Au marché Jean-Talon, tout le monde les connaît. Jacques et Diane? Là-bas, au bout de l'allée, sur la gauche, vous ne pouvez pas les rater. Il faut dire que leur étal surprend. Le chou est ici pointu, l'ail en bâton, les betteraves jaunes, le concombre blanc.

Les radis sont allongés, les salsifis noirs, les navets roses. On attend sous peu des pois bleus. Et si l'été n'avait pas été aussi pluvieux, peut-être aurions-nous pu avoir des tomates noires, des tomates abricot et, pourquoi pas, des tomates pêche.

 

C'est que la compétition est féroce au marché, glisse Jacques Rémillard, qui cultive la petite terre de son grand-père à Saint-Michel-de-Napierville depuis 30 ans. Voilà 15 ans que l'homme a néanmoins trouvé son créneau: les semences importées. C'est ainsi que la livèche roumaine (genre de céleri sauvage) côtoie les salsifis, grand classique de nos grands-mères.

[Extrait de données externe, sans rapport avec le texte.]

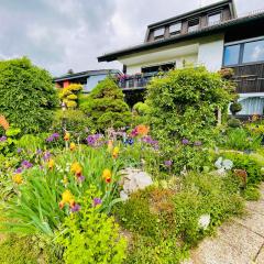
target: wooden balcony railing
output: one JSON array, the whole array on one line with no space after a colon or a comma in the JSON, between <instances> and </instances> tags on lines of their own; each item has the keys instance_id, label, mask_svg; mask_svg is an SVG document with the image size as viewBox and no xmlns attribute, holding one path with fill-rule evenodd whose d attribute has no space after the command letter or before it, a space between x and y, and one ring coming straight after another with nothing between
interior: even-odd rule
<instances>
[{"instance_id":1,"label":"wooden balcony railing","mask_svg":"<svg viewBox=\"0 0 264 264\"><path fill-rule=\"evenodd\" d=\"M123 90L144 89L150 80L156 75L157 73L125 76L119 80L119 87Z\"/></svg>"},{"instance_id":2,"label":"wooden balcony railing","mask_svg":"<svg viewBox=\"0 0 264 264\"><path fill-rule=\"evenodd\" d=\"M231 67L234 70L233 80L237 92L264 92L264 63Z\"/></svg>"}]
</instances>

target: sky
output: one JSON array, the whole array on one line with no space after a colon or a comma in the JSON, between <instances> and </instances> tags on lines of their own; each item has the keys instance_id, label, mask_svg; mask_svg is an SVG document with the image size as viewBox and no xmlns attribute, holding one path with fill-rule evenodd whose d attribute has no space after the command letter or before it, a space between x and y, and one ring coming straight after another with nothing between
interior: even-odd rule
<instances>
[{"instance_id":1,"label":"sky","mask_svg":"<svg viewBox=\"0 0 264 264\"><path fill-rule=\"evenodd\" d=\"M54 76L119 68L97 57L143 42L146 25L216 0L0 0L0 59L28 56ZM234 0L239 14L263 0Z\"/></svg>"}]
</instances>

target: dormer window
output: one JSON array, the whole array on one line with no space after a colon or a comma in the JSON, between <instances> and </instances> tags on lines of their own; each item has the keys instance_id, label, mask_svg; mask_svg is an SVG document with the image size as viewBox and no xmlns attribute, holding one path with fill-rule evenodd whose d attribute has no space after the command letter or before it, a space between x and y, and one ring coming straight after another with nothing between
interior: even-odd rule
<instances>
[{"instance_id":1,"label":"dormer window","mask_svg":"<svg viewBox=\"0 0 264 264\"><path fill-rule=\"evenodd\" d=\"M221 21L221 13L215 13L208 15L208 25L218 24Z\"/></svg>"},{"instance_id":2,"label":"dormer window","mask_svg":"<svg viewBox=\"0 0 264 264\"><path fill-rule=\"evenodd\" d=\"M199 19L188 21L188 32L198 31L200 25Z\"/></svg>"},{"instance_id":3,"label":"dormer window","mask_svg":"<svg viewBox=\"0 0 264 264\"><path fill-rule=\"evenodd\" d=\"M154 31L154 38L155 40L163 38L164 33L165 33L165 28L156 29Z\"/></svg>"},{"instance_id":4,"label":"dormer window","mask_svg":"<svg viewBox=\"0 0 264 264\"><path fill-rule=\"evenodd\" d=\"M170 35L180 34L180 31L182 31L182 23L180 22L169 25L169 34Z\"/></svg>"}]
</instances>

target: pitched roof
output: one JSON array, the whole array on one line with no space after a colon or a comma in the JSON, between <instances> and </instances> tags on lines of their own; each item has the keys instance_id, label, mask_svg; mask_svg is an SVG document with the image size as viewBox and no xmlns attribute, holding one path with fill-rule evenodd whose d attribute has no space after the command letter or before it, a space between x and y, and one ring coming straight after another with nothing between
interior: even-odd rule
<instances>
[{"instance_id":1,"label":"pitched roof","mask_svg":"<svg viewBox=\"0 0 264 264\"><path fill-rule=\"evenodd\" d=\"M54 81L62 81L62 80L68 80L68 79L76 79L80 77L89 77L95 75L108 75L108 74L121 74L119 69L95 69L95 70L86 70L75 74L67 74L59 77L55 77Z\"/></svg>"},{"instance_id":2,"label":"pitched roof","mask_svg":"<svg viewBox=\"0 0 264 264\"><path fill-rule=\"evenodd\" d=\"M112 61L118 59L118 57L121 57L121 56L140 53L140 52L144 52L144 51L150 51L150 50L157 48L157 47L168 46L172 44L179 43L182 41L187 41L187 40L191 40L191 38L211 35L212 33L213 34L221 33L229 29L235 28L238 25L246 24L248 22L263 20L263 19L264 19L263 11L252 12L251 14L248 14L245 16L231 19L231 20L220 22L215 25L206 26L200 30L186 33L186 34L175 35L169 38L163 38L163 40L158 40L158 41L154 41L154 42L143 43L143 44L135 45L132 47L128 47L128 48L123 48L123 50L116 51L112 53L108 53L102 56L99 56L98 62L112 62Z\"/></svg>"}]
</instances>

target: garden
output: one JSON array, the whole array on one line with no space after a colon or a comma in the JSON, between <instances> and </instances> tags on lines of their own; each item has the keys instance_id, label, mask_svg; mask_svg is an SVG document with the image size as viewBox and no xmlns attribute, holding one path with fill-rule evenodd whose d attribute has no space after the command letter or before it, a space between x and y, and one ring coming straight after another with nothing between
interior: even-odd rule
<instances>
[{"instance_id":1,"label":"garden","mask_svg":"<svg viewBox=\"0 0 264 264\"><path fill-rule=\"evenodd\" d=\"M112 76L86 95L0 62L0 263L177 264L242 216L264 122L235 118L231 75L161 73L130 109Z\"/></svg>"}]
</instances>

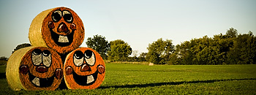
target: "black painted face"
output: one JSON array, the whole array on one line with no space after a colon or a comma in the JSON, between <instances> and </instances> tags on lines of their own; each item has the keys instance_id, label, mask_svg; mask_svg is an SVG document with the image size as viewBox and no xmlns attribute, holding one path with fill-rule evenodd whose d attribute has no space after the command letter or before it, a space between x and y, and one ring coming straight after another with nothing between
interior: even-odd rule
<instances>
[{"instance_id":1,"label":"black painted face","mask_svg":"<svg viewBox=\"0 0 256 95\"><path fill-rule=\"evenodd\" d=\"M69 45L73 42L74 31L76 29L73 23L73 16L68 10L57 10L51 15L53 21L48 23L52 39L61 47Z\"/></svg>"},{"instance_id":2,"label":"black painted face","mask_svg":"<svg viewBox=\"0 0 256 95\"><path fill-rule=\"evenodd\" d=\"M31 83L26 85L48 88L53 85L55 77L58 80L62 78L62 69L60 67L54 67L58 66L53 66L56 65L56 63L53 63L53 59L55 58L52 58L50 50L34 49L30 55L31 58L29 58L30 60L22 61L23 64L19 68L23 79Z\"/></svg>"}]
</instances>

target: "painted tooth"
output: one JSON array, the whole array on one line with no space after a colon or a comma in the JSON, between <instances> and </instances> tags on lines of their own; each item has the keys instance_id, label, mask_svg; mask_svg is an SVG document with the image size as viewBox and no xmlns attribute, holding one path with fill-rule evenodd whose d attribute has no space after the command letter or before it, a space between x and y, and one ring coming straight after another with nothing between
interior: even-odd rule
<instances>
[{"instance_id":1,"label":"painted tooth","mask_svg":"<svg viewBox=\"0 0 256 95\"><path fill-rule=\"evenodd\" d=\"M59 42L69 42L69 39L67 36L59 35Z\"/></svg>"},{"instance_id":2,"label":"painted tooth","mask_svg":"<svg viewBox=\"0 0 256 95\"><path fill-rule=\"evenodd\" d=\"M87 84L89 84L93 81L94 81L94 76L92 76L92 75L87 76L87 83L86 83Z\"/></svg>"},{"instance_id":3,"label":"painted tooth","mask_svg":"<svg viewBox=\"0 0 256 95\"><path fill-rule=\"evenodd\" d=\"M34 78L34 80L32 80L32 83L33 83L34 84L35 84L36 86L40 86L39 79L38 77Z\"/></svg>"}]
</instances>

Tout un art, la culture des semences. «Les cipollinis (oignons italiens), les Italiens sèment ça en janvier. Nous, en mai, explique-t-il. La mâche, en France, c'est une salade d'hiver. Moi je la sème le 15 juillet. Nos pois bleus sont en fleurs, mais peut-être qu'on les a semés trop tard. L'an prochain, on ajustera nos dates.»

C'est que ses expériences ne portent pas toujours fruit. Prenez le chou pointu, tendre à souhait, délicieux en salade. Cela lui a pris des années à le travailler. C'est seulement cet été qu'il a réussi à le faire pousser.

 

Photo : François Roy, La Presse

Choux pointus

L'agriculteur ne travaille pas que sa terre, mais aussi ses clients. C'est à coup de plusieurs cadeaux (essayez ces navets roses... Vous me donnerez des nouvelles de ce chou pointu...) qu'il finit par convertir sa clientèle. Les salsifis, par exemple, poussent dans ses champs depuis 10 ans. Mais c'est seulement depuis deux ans qu'ils se vendent. Et comment. Lors de notre passage, un amateur venait d'en ramasser pas moins de 10 paquets! Il n'en trouve pas ailleurs, alors il va les cuisiner, et puis les conserver.M. Rémillard connaît bien ses clients: cette dame aime les carottes rondes, signale-t-il amicalement. Les deux plus loin, ce sont des Roumains; ils viennent chercher de la livèche pour faire leurs soupes. Les amateurs de salsifis noirs, ce sont surtout les Belges. De radis allongés, les Français.

Sa création préférée? «Les cipollinis. Ils sont très beaux.» C'est clair. L'homme aime ses légumes. Ça se sent. Et attention: ça s'attrape!